An exodus of talent and executives who knew Southeast Asia and nurtured Lazada’s rise in its early days soon followed. Their positions in Singapore, Indonesia and Thailand were instantly filled by Alibaba managers not even fluent in English and who could not mingle with locals. 

Lazada’s growth and expansion came to a grinding halt as Peng and her team took about six months in 2018 to staff vacancies and take charge, during which time Shopee went on the offensive to lure vendors and buyers to its side. 

Shopee’s Chinese CEO Chris Feng told Tencent’s news portal qq.com that he decided back then to abandon the Singapore-focused strategy to pivot to emerging, populous markets in the region and double down on its foray into Indonesia, the most populous nation in Southeast Asia. 

Shopee is striving to cater to the growing number of young netizens in populous countries like Indonesia. Photo: Handout

Shopee pitched its cheap electronic gadgets and daily consumer goods, mostly sourced from China, at Indonesian’s young netizens aged below 30. Facial masks and mobile power banks as cheap as 999 rupiahs (6 US cents) stirred much online chatter, and most young Indonesians, who make about US$229 per month according to United Nations figures, were lured to place orders. 

With Tencent’s backing, Shopee also had the financial wherewithal to burn through funding to offer free or cheap courier services to buyers.

The Jakarta Times reported last year that amid the nation’s sweeping shelter-in-place order, Shopee was still offering 50,000-rupiah postage and courier waiver for every purchase of 90,000 rupiahs or above.

The broadsheet also noted that Tencent and Shopee also teamed up with the nation’s leading couriers like JNE and J&T for speedy deliveries to major islands across the nation.  

By contrast, Peng’s main strategy for Lazada, used to be known for its bargain goods, was to upgrade offerings and introduce more high-street brands, replicating Alibaba’s push back home to transform its Taobao online marketplace into a posh visual mall.

But it took Alibaba two years to realize what the large swaths of consumers in Southeast Asia really needed, even though Alibaba CEO Daniel Zhang used to fly to Singapore each month and spend days hopping around the region to coordinate operations at Lazada. 

One example of how Alibaba’s management became so out of touch with local pulses was an incident in 2019 when Lazada’s Vietnam CEO, a senior Alibaba executive, was eased out by his Vietnamese subordinates threatening a strike during an extraordinary boardroom meeting chaired by Zhang. 
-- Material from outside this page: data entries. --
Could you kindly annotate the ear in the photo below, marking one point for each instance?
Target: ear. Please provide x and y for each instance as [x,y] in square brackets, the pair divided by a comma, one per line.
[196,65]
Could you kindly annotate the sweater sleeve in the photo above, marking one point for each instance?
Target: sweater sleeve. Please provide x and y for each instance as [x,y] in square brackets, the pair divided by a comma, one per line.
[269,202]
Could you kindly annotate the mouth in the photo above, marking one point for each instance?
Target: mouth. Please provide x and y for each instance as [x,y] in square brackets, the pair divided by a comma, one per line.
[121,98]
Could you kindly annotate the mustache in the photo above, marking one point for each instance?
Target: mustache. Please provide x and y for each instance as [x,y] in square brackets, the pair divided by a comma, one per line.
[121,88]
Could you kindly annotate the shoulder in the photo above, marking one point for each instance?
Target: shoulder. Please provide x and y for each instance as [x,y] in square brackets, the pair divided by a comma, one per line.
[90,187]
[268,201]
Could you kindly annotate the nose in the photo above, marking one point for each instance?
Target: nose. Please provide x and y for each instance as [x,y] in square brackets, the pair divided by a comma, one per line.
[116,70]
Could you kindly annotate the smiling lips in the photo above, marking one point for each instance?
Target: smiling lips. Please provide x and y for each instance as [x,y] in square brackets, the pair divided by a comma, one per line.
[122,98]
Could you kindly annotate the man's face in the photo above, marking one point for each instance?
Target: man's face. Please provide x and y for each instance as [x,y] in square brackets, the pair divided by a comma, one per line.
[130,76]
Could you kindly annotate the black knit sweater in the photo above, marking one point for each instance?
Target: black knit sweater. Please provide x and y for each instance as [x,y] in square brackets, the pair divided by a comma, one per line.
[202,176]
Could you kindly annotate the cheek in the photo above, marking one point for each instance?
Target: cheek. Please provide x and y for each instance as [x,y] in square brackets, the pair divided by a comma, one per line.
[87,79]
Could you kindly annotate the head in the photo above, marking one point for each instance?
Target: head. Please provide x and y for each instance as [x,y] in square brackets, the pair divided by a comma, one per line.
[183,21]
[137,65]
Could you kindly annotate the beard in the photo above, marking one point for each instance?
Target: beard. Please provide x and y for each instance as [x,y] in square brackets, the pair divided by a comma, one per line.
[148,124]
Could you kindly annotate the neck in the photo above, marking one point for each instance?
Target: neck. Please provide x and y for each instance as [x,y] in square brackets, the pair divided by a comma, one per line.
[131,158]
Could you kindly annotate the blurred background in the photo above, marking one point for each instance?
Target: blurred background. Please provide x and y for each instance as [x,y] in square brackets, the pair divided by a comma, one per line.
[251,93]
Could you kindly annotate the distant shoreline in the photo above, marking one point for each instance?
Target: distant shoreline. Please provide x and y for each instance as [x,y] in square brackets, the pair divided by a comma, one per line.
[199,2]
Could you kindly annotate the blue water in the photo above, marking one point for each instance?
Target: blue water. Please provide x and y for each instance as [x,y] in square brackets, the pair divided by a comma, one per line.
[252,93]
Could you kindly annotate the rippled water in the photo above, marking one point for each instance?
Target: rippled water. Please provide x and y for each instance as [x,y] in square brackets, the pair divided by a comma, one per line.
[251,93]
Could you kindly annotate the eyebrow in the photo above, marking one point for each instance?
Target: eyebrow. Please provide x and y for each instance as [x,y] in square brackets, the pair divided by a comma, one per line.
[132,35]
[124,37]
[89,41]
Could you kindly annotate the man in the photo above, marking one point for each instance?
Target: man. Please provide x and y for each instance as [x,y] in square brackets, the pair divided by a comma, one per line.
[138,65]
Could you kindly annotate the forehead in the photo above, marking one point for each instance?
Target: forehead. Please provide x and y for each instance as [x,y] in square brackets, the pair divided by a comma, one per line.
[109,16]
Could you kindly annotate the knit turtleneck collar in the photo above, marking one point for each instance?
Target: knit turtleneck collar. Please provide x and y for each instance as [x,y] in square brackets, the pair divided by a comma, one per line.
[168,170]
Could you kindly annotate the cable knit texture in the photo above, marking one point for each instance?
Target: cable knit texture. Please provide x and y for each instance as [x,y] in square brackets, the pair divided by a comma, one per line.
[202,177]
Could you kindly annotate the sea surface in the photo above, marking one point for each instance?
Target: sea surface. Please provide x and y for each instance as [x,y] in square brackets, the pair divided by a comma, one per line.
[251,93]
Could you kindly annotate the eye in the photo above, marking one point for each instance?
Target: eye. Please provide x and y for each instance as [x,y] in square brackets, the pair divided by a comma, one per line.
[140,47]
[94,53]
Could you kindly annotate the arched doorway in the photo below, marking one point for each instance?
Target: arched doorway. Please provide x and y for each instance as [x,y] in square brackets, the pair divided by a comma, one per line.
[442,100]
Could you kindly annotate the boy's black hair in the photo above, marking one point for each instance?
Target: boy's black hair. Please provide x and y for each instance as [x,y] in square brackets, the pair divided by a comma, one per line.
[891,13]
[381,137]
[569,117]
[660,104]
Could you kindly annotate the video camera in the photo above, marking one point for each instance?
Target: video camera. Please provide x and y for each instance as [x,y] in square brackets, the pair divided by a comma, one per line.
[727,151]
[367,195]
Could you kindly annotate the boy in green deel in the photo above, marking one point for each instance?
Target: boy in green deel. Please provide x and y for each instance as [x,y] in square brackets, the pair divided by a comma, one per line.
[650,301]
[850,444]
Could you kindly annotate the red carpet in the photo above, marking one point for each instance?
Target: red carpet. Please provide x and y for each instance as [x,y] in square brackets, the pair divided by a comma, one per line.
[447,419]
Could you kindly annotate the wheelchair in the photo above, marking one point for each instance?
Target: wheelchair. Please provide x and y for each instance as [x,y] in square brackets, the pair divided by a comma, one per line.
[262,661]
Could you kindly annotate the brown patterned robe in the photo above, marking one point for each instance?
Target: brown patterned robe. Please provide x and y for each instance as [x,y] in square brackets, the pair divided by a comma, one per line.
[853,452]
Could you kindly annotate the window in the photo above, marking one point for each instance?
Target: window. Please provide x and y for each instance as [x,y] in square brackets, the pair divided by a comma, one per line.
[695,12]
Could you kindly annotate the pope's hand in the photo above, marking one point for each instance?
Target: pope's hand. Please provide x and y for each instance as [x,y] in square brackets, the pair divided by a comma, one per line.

China Business News reported that since 2018, Alibaba had appointed no less than 12 regional heads to lead Lazada’s operations in four Southeast Asian countries when teams underachieved and the managerial merry-go-round started anew.

Lazada and Shopee’s different response to the coronavirus pandemic ravaging the region, in particular Indonesia, also explains their diverging fortunes. 

The Caijing magazine revealed that Alibaba decided to pull all Chinese employees working at Lazada out of Indonesia in March 2020, the first Chinese company to have airlifted its staff, when Shopee was seeing a spike in new orders when brick-and-mortar shops and markets were shut amid sweeping lockdowns.

Some of the key managers at Lazada are still yet to return to Indonesia as they opt to work from China, more than a year after the start of the contagion in the region.